Mutual relationships in the sea are common. A famous one is between a hermit crab and an anemone, where the former gains protection from the anemone’s stinging nematocysts, and the latter gets leftover food. Boxer crabs seem to have taken this a stage further. These tiny crabs – their carapace measures just 1.5cm (0.6in) – are prey to many animals. Their defence is to wield minute, stinging anemones on specialised claws. A jab with a ‘glove’ can cause pain (even to a human) or death and seems an effective defence – one boxer has even been observed seeing off a blue-ringed octopus. The anemones are also used in crab-to-crab boxing. But such fights are ritualistic, and boxing opponents hardly ever touch each other with their anemones, grappling instead with their walking legs.

When a growing boxer has to moult, it must put down its anemones and then grab them again when its new carapace (outer covering) has hardened. If it then finds itself with just one anemone, it merely breaks it in two, and the anemone obligingly duplicates itself. Surprisingly, the anemones don’t seem to object to being picked up or to being brandished in the face of a predator – at least, one hasn’t been seen trying to escape. And it’s hard to tell what it gets in return other than free travel, but since the boxer uses the anemone to stun food animals, maybe the anemone gets enough leftovers to make life on the claw worth it.

Most explosive defence

NAMEbombardier beetles Carabidae familyLOCATIONon every continent except AntarcticaABILITYmixing chemicals to create an explosion

© Thomas Eisner & Daniel Aneshansley/Cornell University

In the world of insects, ants can overcome almost anything. But they don’t always have it their own way. Bombardier beetles deliver an anti-ant surprise that is positively explosive. An ant, a spider or any other predator that, say, clamps on to a beetle’s leg with hostile intent instantly finds itself blasted with a chemical spray that’s as hot as boiling water.

So how does a small, cold-blooded creature manage to do this? Pure chemistry: in the rear of its abdomen are two identical glands lying side by side and opening at the abdominal tip. Each has an inner chamber containing hydrogen peroxide and hydroquinones and an outer one with catalase and peroxidase. When chemicals in the inner chamber are forced through the outer one, the chemicals react together, and the beetle has effectively created a bomb.

The resulting vapour, now containing the irritants known as p-benzoquinones, explodes from the end of the abdomen with a bang that’s audible to a human and a temperature that’s scalding to the would-be predator. What’s more, the beetle can rotate its abdomen through 270 degrees in any direction, so that it can aim with absolute precision, and if 270 degrees isn’t enough, it can shoot over its back, hitting a pair of reflectors that will ricochet the spray at the extra angle needed. Scientists find bombardiers fascinating because they’re the only animals known to mix chemicals to create an explosion.

Most poisonous animal

NAMEgolden poison-dart frog Phyllobates terribilisLOCATIONPacific rainforests of Colombia, South AmericaABILITYproducing the most deadly poison of any animal

© Chris Mattison/FLPA

This tiny frog uses toxic chemicals as a defence in its body and is therefore technically poisonous (venomous animals inject toxins via a weapon – a tail, fang, spine, spur or tooth). The toxin is effective only when the frog is attacked, and since the frog doesn’t want to be harmed, it sports a brilliant yellow or orange colour to warn predators of extreme danger.

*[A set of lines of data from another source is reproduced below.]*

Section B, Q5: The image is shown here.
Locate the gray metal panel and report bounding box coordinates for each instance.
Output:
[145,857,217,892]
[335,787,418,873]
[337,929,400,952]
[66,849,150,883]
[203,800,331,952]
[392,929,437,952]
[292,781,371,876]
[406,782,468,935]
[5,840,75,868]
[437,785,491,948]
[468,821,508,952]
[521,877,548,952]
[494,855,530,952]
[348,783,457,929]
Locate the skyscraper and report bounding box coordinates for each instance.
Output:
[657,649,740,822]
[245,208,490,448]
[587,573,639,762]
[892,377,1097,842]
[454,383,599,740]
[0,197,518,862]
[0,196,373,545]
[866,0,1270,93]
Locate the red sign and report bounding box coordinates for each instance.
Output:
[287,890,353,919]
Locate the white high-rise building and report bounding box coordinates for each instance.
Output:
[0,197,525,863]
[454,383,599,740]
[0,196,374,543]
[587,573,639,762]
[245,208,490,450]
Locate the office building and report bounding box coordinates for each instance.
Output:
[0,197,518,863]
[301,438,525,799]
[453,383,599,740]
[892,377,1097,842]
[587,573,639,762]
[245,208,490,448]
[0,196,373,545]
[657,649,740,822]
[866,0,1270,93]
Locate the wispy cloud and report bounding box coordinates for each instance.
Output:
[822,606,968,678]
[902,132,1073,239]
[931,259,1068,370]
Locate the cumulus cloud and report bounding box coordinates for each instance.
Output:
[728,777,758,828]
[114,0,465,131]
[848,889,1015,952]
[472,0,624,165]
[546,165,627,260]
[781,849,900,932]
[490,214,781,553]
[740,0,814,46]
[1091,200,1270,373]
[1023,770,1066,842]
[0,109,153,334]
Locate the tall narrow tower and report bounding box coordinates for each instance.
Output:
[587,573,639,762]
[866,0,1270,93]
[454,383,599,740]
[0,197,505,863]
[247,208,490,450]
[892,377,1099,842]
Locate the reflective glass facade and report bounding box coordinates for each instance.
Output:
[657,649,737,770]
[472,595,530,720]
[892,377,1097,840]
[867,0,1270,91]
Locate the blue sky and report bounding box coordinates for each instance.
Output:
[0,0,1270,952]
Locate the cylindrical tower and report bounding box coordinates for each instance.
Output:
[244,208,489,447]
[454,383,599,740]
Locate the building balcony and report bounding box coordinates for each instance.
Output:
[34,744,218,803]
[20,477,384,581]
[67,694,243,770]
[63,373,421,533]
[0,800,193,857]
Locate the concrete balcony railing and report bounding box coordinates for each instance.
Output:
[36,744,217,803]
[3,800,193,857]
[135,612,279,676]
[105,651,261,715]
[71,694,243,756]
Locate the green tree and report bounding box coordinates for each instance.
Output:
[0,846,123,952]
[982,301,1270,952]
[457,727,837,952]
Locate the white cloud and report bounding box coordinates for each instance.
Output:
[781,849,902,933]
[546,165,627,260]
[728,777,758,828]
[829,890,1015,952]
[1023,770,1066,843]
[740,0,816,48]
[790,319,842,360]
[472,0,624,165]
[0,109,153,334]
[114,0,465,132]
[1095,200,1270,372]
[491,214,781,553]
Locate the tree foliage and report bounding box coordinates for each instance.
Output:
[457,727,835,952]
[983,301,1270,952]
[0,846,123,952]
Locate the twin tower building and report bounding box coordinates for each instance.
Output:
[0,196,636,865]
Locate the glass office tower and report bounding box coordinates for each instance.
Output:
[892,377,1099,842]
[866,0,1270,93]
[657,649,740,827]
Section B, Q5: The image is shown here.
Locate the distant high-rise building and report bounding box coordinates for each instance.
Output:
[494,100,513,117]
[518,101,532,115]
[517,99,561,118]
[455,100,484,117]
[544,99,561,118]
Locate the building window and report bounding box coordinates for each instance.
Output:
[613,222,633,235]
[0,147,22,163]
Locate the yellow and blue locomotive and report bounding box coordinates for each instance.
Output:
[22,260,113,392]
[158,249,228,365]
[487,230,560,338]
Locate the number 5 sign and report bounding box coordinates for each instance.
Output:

In fact, this most poisonous of frogs is possibly the most poisonous animal in the world. The toxin is in its skin – you can die even by touching it – and there is enough in the skin of one animal to kill up to 100 people. Though the frog has been known to science only since 1978, inhabiting just one area in Colombia, the Chocó indians have known about it for generations, using its skin-gland secretions to poison their blowgun darts and kill animals in seconds.

The golden poison-dart frog gets most of its batrachotoxin (meaning frog poison) from other animals, probably small beetles, which in turn get it from plant sources. Captive-bred frogs, by comparison, never become toxic, presumably because they aren’t fed toxic insects. The frog is active in the day, having few predators except a snake, that has become immune to the toxin. Surprisingly, birds have been discovered in New Guinea with the same batrachotoxin in their skin and feathers. The likely link has been tracked down to a small beetle, similar to the New World beetles, which also contains batrachotoxins.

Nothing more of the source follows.